Di quali solitudini soffre il medico?
Non valgono i soliti alibi “esterni”. La nostra solitudine non nasce dalla burocrazia che ci martirizza, dall’essere anche manager e non solo clinici, dall’”aziendalizzazione” della Sanità, dalle cause legali e dalla conseguente medicina difensiva. Il problema non sono i nuovi mezzi di comunicazione digitale, l’assillo dei WhatsApp e delle email dei pazienti o il fatto di dover confutare i consulti che hanno avuto dal “Dottor Google”.
Il problema della solitudine è che abbiamo sempre più connessione, ma sempre meno relazione, rimaniamo individui e non riusciamo a crescere e diventare persone (= individui relazionati). In altre parole cerchiamo la causa della nostra solitudine nei mezzi di comunicazione moderni, di cui disponiamo in modo smisurato e, purtroppo, ci bombardano di messaggi senza veicolare semi di interrelazione vera, semi che facciano germogliare la pianta di un’autentica alleanza terapeutica.
La solitudine del medico come puro professionista, erogatore di prestazioni tecniche, e del paziente come cliente, con un contratto in una mano e un esposto alla Magistratura nell’altra, rappresenta in fondo l’impossibilità di creare una vera relazione tra i due, tanto più che ci si muove in uno scenario di medicina sempre e solo biologica, ingabbiata dai sacri confini della EBM e basta, ma allo stesso tempo di una medicina non più dei bisogni ma dei desideri: chirurgia plastica per essere uguale alla propria foto elaborata al PC e messa su FB, tendere all’immortalità con l’uploading del proprio cervello o la sostituzione dei “pezzi anatomici difettosi” con soluzioni tecnologiche artificiali tipo cyborg ecc.

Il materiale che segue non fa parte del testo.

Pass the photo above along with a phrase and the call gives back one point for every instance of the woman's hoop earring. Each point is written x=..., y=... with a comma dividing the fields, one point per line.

E allora non possiamo stupirci che anche di fronte alla pandemia COVID-19 le misure di salute pubblica, come pure le “coping strategies” personali di operatori e cittadini, producano inevitabilmente situazioni di solitudine. La solitudine dei reclusi/ricoverati forzati dell’Hubei, frutto della “controllocrazia” cinese, come la solitudine nella fuga e nell’autoisolamento di chi pensa solo a fuggire dagli altri come appestati e non si sogna neppure di condividere il minimo sforzo per aiutare la collettività (soluzione alla Decameron del Boccaccio).
La solitudine nella narrativa
E per restare nel campo letterario, troviamo bellissime descrizioni di solitudine in corso di epidemie, dove ognuno cerca di seguire individualmente – o forse potremmo dire egoisticamente – la sua personale via di fuga o il suo personale tornaconto, senza pensare agli altri, ma si ritrova alla fine sconfitto dalle circostanze. Chi invece crede in una speranza solidale, battendosi per gli altri, indica a tutti l’unica via, se non per risolvere la situazione, almeno per dare senso alla vita sua e altrui.
Tutti noi ricordiamo lo sguardo di carità cristiana con cui Alessandro Manzoni dipinge le vicende dei vari personaggi dei Promessi Sposi durante la peste di Milano. Ma anche scrittori assolutamente laici come Albert Camus (La peste) e José Saramago (Cecità) ci fanno comprendere come ogni soluzione individualistica ed egoistica nell’affrontare la vita, la malattia ed i suoi drammi, porti inevitabilmente ad una sterile solitudine, mentre la ricerca di una relazione solidale è l’unica soluzione per uscirne, se non sicuramente vittoriosi, certamente degni e realizzati come esseri umani.